Every Cell Runs on an Ancient Bacterial Engine
In 1967, Lynn Margulis submitted a paper to fifteen journals. Fourteen rejected it. The fifteenth, the Journal of Theoretical Biology, finally published it—and it became one of the most important papers in the history of biology.
Her claim was outrageous: mitochondria, the power-generating organelles in every animal, plant, and fungal cell, were not originally part of those cells. They were once free-living bacteria. Billions of years ago, an ancestral cell engulfed a bacterium—or the bacterium invaded the cell—and instead of being digested, the bacterium stayed. It became permanent. It became the mitochondrion.
The scientific establishment thought this was ridiculous. Organelles from bacteria? Cells swallowing other cells and keeping them as internal organs? It sounded like science fiction. Margulis was mocked, dismissed, and ignored.
She was also completely right.
You are not a single organism. You are a collaboration that started two billion years ago.
The Evidence
Margulis didn't just assert that mitochondria were bacterial. She assembled evidence. Decades later, we have even more.

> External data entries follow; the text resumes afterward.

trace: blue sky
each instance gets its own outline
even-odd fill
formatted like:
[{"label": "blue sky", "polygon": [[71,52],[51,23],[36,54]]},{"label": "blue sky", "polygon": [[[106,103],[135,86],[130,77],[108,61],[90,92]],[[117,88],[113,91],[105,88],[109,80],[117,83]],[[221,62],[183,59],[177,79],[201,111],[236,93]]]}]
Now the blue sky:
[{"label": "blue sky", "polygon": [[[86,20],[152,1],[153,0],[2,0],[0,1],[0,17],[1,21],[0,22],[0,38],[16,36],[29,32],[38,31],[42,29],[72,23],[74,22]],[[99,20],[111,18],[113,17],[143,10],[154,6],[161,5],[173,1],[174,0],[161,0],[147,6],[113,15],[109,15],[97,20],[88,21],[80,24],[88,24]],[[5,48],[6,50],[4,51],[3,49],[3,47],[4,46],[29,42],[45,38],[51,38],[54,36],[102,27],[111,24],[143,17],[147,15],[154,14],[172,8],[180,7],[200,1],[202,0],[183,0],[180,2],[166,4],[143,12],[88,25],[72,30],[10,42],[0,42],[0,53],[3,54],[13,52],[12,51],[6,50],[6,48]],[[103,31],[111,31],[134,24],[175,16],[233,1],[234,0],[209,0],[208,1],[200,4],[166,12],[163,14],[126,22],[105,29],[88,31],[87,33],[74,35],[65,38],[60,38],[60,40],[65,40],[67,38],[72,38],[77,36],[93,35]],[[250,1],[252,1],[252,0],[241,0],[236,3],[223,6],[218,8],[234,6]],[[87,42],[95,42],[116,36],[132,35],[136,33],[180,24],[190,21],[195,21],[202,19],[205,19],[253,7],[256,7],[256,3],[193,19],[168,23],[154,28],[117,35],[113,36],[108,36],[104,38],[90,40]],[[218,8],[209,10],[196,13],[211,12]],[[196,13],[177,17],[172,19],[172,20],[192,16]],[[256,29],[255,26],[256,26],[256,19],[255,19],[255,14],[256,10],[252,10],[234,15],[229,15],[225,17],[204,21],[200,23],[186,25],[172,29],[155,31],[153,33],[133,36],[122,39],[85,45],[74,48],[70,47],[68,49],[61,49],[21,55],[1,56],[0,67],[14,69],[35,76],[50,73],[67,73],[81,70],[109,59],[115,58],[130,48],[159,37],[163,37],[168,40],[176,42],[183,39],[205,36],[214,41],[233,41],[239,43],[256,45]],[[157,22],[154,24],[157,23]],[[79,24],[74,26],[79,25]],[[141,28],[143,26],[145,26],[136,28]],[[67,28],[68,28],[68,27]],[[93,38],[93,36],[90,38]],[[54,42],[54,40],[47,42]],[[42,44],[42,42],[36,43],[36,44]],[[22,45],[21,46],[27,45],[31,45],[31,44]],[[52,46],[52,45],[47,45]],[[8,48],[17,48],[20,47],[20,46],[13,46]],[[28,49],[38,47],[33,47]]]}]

Mitochondria have their own DNA. This was strange from the beginning—why would an organelle need its own genome? The nuclear genome should be sufficient. But mitochondria maintain a small, circular chromosome, just like bacteria do. Human mitochondrial DNA contains 37 genes, encoding components essential for energy production.
Mitochondrial DNA looks bacterial. It's circular, not linear like nuclear chromosomes. It lacks the histone proteins that wrap nuclear DNA. It uses a slightly different genetic code. It replicates independently of the cell cycle. Everything about it screams "bacterium."
Mitochondria have double membranes. The outer membrane is thought to derive from the host cell's engulfment process. The inner membrane—with its characteristic folds called cristae—is the original bacterial membrane, retained after two billion years.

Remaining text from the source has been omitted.